Henry Kissinger bir keresinde, Avrupadaki karar mekanizmalarına ulaşmak için tek bir telefon numarası olmadığına ilişkin ünlü bir gözlemde bulunmuştu. Yakında tek bir numara olabilir - ve bu olasılık Atlantik`in iki kıyısında da karışık işaret ve parazitlere yol açıyor.

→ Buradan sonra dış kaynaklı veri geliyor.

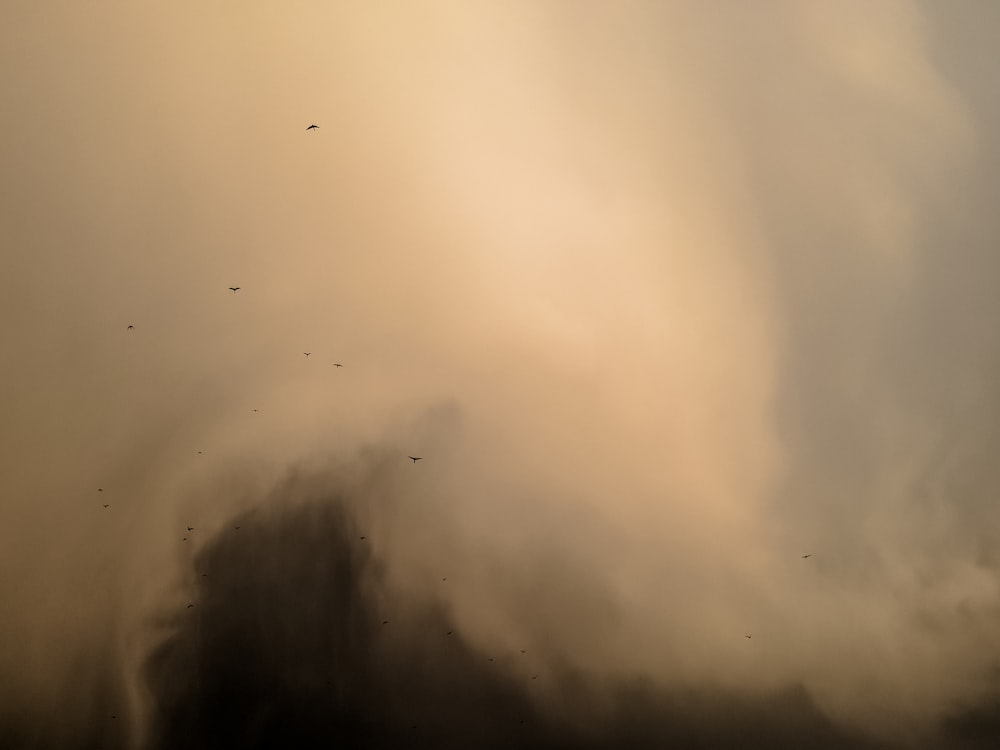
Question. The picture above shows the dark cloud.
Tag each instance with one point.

Geçen hafta sonu Münih`de ABD Savunma Bakanı Donald Rumsfeld, NATO`dan ayrı ve Avrupa kontrolünde olması planlanan 60 bin kişilik bir çevik gücü de içeren Avrupa Güvenlik ve Savunma İnisiyatifine ilişkin olarak Amerikan düşüncelerinde değişikliğe işaret etmişti. İhtiyatlı bir biçimde bu oluşumdan yana tavır alan bir önceki yönetimden farklı olarak, Rumsfeld`in temsil ettiği bu yönetim bu fikre karşı kararlı bir soğukluluk sergiliyor. Rumsfeld, Ona yeni bir yaklaşımla bakıyorum ve biraz kaygı duyuyorum. NATO`nun etkinliğini bozacak şekilde şaşkınlığa neden olabilecek bir düplikasyon veya trans - Atlantik bağlarının zayıflaması olumlu bir şey olmazdı; gerçekten de böyle bir şey, istikrarsızlık enjekte etme riskini taşıyabilir, diyor. Washington ile Brüskel arasında, ABD`nin kendisini ve müttefiklerini füze saldırılarından korumak için yaptığı planlara ilişkin olarak daha şimdiden bir hayli parazit oluştu bile. (THE WALL STREET JOURNAL)

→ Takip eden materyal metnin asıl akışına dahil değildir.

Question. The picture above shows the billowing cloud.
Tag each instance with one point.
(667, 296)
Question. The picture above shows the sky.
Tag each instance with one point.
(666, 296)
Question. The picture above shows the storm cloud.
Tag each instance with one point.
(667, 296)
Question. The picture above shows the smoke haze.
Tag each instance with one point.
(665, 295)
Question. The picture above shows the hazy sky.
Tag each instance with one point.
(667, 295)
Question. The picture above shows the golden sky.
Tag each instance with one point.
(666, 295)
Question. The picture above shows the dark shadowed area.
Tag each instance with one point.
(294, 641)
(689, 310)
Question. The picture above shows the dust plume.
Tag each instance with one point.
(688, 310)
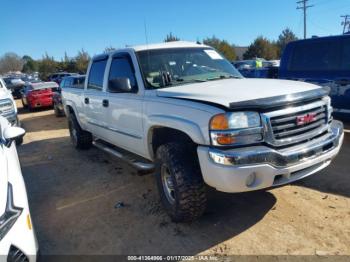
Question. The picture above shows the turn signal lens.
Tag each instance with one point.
(219, 122)
(226, 140)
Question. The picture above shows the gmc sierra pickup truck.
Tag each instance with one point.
(183, 112)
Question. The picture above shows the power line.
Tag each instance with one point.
(304, 6)
(346, 23)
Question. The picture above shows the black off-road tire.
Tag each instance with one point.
(80, 138)
(24, 105)
(19, 141)
(188, 186)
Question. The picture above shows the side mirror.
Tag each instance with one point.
(119, 85)
(12, 133)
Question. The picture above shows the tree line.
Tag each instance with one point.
(261, 47)
(46, 65)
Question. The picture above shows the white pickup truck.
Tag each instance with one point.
(184, 111)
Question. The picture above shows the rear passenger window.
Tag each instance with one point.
(345, 65)
(96, 75)
(78, 83)
(121, 67)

İlk aşamada, Avrupalılar bu kalkanın sadece ABD için söz konusu olduğundan kaygı duyuyordu. Bunun üzerine ABD, ulusal füze sistemi terminolojisinden bıraktı, global füze savunması demeye başladı. Ancak bu durum sadece birkaç kişiyi rahatlattı. Avrupa kaderini tozlu silahları denetleme anlaşmalarına bağlarken, Amerikalılar, terörist ülkelerin Bonn veya Boston`a nükleer başlıklı füzeler göndermesini engelleyebilmenin tek yolunun yeni teknolojiler olduğunu düşünüyor. Bu durumda, iki taraf arasında mevcut ayrılıkları birleştirmek kolay olmayabilir, müzakereler Avrupa savunma gücüne döndüğü zaman, hatta daha da açılabilir. Cumhuriyetçi Parti`nin dış politika kuruluşları arasındaki anahtar kişiler bir Avrupa gücü kurulmasına kuvvetle karşı. Geçen yaz ABD savunma eski bakanı Caspar Weinberger başlığı, AB`nin ayrı savunması: kötü fikir olan bir yazı yazdı. Aynı anda, Bush kampının önde gelen dış politika danışmanlarından John Bolton uyardı: Gerçek bir Avrupa Güvenlik ve Savunma İnisiyatifi, bizim anladığımız anlamda NATO`nun sonu olurdu. Bir başka Bush danışmanı Richard Perle bu girişimi, NATO için bir felaket şeklinde tanımladı. Bush yönetime geldi ve şimdi ayrı bir Avrupa gücüne muhalefet daha az keskin bir biçimde dile getirilebilir, ancak bu muhalefetin ortadan kalkacağına ilişkin hiçbir işaret yok.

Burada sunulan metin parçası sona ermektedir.